Il semble que ton luth au son triste et charmant,
Je l’entendis en moi murmurer vaguement.
Sois salué vainqueur ! C’est à toi que j’accorde,
— Puisque toi seul tu peux l’enrichir d’une corde, —
Ma lyre d’Ionie, antique et saint trésor,
Qu’Athènes cisela dans l’ivoire et dans l’or !
Jeune homme, elle est aussi d’origine céleste ;
Moi, je meurs ! oh ! prends-la : le don sacré lui reste
D’imprimer aux accords d’harmonieux contours ;
De tes vagues chansons plie à ses lois le cours,
Et qu’un doigt plus soigneux, sur ta toile agrandie,
Brode en vives couleurs la chaste mélodie.

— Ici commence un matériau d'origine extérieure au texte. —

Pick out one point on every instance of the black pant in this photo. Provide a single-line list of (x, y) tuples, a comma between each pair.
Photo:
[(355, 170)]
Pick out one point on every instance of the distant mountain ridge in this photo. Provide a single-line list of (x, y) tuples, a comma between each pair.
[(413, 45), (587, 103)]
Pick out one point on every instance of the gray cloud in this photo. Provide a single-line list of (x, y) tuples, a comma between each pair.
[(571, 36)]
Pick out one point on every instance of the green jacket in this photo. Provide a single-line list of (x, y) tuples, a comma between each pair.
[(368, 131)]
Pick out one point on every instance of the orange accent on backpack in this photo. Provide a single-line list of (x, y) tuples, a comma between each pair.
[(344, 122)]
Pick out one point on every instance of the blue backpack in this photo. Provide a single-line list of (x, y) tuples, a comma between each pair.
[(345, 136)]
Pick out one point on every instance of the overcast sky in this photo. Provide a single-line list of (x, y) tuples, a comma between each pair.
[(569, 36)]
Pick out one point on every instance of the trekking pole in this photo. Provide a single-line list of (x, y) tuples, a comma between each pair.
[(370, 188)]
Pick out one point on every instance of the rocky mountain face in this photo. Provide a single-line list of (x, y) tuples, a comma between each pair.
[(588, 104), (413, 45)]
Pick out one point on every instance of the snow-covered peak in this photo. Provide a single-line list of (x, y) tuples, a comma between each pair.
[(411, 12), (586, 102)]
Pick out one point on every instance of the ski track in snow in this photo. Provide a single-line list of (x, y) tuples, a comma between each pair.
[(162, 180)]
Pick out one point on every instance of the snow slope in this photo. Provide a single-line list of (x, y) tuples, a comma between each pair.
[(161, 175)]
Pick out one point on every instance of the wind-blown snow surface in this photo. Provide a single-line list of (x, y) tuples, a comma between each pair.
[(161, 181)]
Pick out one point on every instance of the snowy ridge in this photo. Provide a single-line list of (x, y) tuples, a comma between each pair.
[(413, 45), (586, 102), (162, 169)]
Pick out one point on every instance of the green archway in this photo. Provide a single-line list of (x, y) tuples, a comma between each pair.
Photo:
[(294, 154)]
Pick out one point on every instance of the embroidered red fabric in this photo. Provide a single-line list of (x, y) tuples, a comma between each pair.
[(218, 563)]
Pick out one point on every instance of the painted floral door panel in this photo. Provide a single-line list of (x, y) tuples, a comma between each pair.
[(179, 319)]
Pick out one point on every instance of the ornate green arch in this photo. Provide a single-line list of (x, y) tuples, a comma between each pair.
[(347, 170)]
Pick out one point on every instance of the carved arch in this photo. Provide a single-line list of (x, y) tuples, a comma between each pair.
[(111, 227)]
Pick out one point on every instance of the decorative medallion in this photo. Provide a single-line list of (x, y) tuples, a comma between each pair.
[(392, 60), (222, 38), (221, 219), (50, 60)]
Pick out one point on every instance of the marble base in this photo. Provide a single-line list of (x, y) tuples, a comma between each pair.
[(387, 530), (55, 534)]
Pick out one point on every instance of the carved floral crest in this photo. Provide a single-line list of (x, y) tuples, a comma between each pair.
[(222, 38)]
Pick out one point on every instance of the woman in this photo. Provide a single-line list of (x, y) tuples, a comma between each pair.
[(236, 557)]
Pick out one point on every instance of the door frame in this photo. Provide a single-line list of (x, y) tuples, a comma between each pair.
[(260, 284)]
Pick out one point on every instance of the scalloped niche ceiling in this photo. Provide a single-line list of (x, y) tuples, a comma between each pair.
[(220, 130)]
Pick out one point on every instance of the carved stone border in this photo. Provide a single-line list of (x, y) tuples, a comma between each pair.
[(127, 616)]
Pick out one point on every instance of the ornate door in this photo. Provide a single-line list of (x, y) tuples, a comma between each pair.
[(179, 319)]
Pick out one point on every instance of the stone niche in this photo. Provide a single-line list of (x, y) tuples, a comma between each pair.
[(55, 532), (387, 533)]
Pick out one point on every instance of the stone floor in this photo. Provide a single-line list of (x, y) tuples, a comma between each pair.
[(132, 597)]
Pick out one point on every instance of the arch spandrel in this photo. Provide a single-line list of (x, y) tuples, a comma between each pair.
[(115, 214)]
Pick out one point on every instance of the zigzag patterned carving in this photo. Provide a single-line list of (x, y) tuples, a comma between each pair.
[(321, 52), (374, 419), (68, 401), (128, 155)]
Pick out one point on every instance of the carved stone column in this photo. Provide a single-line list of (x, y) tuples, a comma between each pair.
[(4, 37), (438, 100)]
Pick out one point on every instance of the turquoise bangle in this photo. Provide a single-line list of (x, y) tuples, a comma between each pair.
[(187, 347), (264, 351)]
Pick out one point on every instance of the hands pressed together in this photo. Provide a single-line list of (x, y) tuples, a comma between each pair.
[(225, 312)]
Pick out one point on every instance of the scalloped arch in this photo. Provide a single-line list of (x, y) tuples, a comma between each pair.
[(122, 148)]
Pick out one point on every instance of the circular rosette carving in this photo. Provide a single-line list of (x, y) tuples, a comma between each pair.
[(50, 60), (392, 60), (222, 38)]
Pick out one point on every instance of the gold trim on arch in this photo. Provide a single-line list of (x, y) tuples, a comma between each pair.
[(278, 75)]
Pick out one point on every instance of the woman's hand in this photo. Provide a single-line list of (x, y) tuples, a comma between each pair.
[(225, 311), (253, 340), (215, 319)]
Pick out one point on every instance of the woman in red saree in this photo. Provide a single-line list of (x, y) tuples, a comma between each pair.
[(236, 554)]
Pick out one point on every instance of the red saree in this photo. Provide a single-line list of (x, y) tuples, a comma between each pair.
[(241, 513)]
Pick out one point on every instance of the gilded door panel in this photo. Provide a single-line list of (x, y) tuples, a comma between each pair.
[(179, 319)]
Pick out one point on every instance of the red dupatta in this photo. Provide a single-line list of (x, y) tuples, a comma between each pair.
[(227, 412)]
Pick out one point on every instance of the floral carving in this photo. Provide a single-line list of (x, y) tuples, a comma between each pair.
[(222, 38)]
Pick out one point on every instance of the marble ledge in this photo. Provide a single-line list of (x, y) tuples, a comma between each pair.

Toi, prends la coupe, Admète, et le don plus joyeux
Qui verse une autre ivresse et vient aussi des dieux ;
Partage-lui tes fleurs ainsi que tes caresses ;
Son bois gardera mieux les roses que tu tresses
Que le front de Myrto, prête, hélas ! dès demain,
À s’orner d’un bouquet reçu d’une autre main.
Dans cette coupe alors, près de quelqu’autre belle.
Va boire un vin plus vieux à ton amour nouvelle.
J’aime aussi ta chanson ; j’entendais autrefois
Les flûtes des bergers la dire autour des bois :
C’est d’un tel souvenir que coule cette larme ;
Mais, — d’un dieu je subis sans doute ici le charme, —
Pour un autre est le prix, puisqu’autres sont les temps.
Je te l’aurais donné, si j’avais eu vingt ans !


VICTOR DE LAPRADE.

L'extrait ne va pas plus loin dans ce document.